「だから僕は音楽を辞めた」を聴いて思ったことを書いていく

1回しか聴いていないしMV見なかったけど140字におさまらない感想が出てきそうだったので。これは正当でない解釈や無関係の話題を出すための予防線だし,1回でそれなりに聴き取れているという主張でもある。ヒットチャートを聴かなくなって久しいので最近の曲がだいたいそうだったらごめんだし例外だった場合もごめん。

聴いたきっかけ:

聴いた場所:https://youtu.be/KTZ-y85Erus

タイトルから予想できるように恋愛以外について歌っている歌だったはず。アニソンにもよくそういう良さがあって好きだがいつもそうではない。J-POPには少ないのではという印象があって,ポケモンマスターに絶対なってやるというような強い気持ちを歌ってほしい,とは普段から思う。

歌詞の内容は,「世の中で信じられている価値観(例えば「愛」とか)が分からないし,自分にはそれと違って伝えたい価値観があったはずなのだが,何らかの理由により音楽をやめた」みたいな感じだった。適当に聴いていたからなのか「何らか」が何かが分かっていないが,前提と結果が重要でそこは重要ではないか一言では表せないかみたいな気がする。

当然の反論として「愛が分からないは失恋や悲恋みたいなものではないか」があり得るが,世の中の普通の失恋ソングがそんなに共感できない人は一定数いて,愛が「失われた」については想像しかできず「そもそも無かった」ならよく分かる,みたいになりがち。両親から愛されて育っていても他人からの愛はよく分からなかったので,世の中のせいなんだと思う。そういう社会になってしまった。足切りされてしまう人にとっては恋愛は深く考える余地のないものだ。

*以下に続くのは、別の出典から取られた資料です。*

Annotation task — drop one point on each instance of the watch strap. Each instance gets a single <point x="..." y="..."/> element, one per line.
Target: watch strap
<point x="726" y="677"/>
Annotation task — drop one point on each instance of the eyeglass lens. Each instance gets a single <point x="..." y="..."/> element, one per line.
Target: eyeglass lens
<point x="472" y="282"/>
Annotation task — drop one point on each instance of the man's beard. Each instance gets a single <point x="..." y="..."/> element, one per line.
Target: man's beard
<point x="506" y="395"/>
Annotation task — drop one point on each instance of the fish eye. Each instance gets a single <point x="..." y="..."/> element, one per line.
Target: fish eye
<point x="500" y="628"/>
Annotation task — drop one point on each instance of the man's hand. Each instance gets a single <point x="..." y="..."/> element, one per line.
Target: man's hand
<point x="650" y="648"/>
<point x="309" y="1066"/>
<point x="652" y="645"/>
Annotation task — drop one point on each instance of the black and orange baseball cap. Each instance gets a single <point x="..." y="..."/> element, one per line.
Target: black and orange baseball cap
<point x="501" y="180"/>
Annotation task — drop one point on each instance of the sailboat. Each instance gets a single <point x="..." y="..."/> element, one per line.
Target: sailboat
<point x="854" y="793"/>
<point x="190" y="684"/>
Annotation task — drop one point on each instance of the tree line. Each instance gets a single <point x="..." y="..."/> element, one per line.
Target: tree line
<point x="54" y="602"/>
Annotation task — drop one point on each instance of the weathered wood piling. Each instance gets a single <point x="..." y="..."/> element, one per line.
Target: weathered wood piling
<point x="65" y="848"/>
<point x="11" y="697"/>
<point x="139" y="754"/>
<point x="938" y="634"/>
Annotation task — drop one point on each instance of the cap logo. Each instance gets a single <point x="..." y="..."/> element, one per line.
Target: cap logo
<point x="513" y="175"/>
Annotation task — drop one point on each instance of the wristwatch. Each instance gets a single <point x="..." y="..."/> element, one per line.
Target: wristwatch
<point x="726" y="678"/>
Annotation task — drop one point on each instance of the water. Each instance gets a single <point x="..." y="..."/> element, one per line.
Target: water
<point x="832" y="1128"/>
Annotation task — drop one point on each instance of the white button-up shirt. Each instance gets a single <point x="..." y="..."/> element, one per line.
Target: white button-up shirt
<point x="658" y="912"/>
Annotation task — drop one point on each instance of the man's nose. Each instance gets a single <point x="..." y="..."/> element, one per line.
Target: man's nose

おそらくいつの時代もだが,上の世代の価値観の拒否がここで共感を呼んでいるテーマで,自分のほしい幸せがすでにある言葉で表現できていなかったり言葉の定義が嫌いだったり,より屈折した感覚としてはかつてあった幸せの形が自分の周囲にはなかったりそれでもそれを目指せと上の世代に言われたり,みたいなところを分かっている気がする。まあこの世代について言えば,適当な単語を言っていれば団結できる時代は終わっている。最近の「敬意・感謝・絆」もよく分からなかったし。この歌がウケている世代が同世代ではないかもしれないし,作者が本当に音楽をやめたのかがどうでも良いのと同じくらいには作者の世代はどうでも良いんだけど。(実際知らない。)

歌の歌詞が聞こえない派から歌詞で大体の評価を決めてしまう派までいるのは知っているが,私はどちらかといえば聞こえない派。楽器先行の育ち方をすると認識がそうなりがち。この歌でも歌詞はどうでも良いよみたいに言っていたし,ピアノは技術があるような雰囲気を出している。

一方で,繰り返しの多さは技術はあるのにやる気がないという表現になっていたような。クラブミュージックで繰り返しは当然なので聴き慣れてはいるが,ピアノ・ギター・ベースといったバンドサウンドで前小節完全コピー(単にリズムが同じという以上に音程も同じ)を多用されると「もっとやる気を出せ」って感じる。もっとも本当にやる気ないわけではなくて,即興曲が本当に即興で作られているわけではないのと同様に意図的に情報量を落としていると思われる。間奏にアドリブあるし。

サビが5音階だった。あからさまにそうなのは1周回ってきているのかもしれない。とはいえ,歌番組でこの曲のサビだけ流されたとしたらどうでも良いよってなっていたと思うので,サビは(J-POPの)マナーとしてあるんだなあって持論が強化されてしまう。歌詞としては「結論」がサビにあったりするけど結論が一番大事かっていうとそうじゃないよねみたいな。

Aメロ後半,ボーカルがかなり休む場所があって,ここの違和感が最初は緊張感を発生させているんだけど後から「言葉につまっている」「言うべきことがない」などの表現だったのではとなった。あと,ラスサビの後叫ぶ。こういうテーマで叫ばなかったら嘘でしょ,みたいな期待はあったのでちゃんと叫んでいて安心した。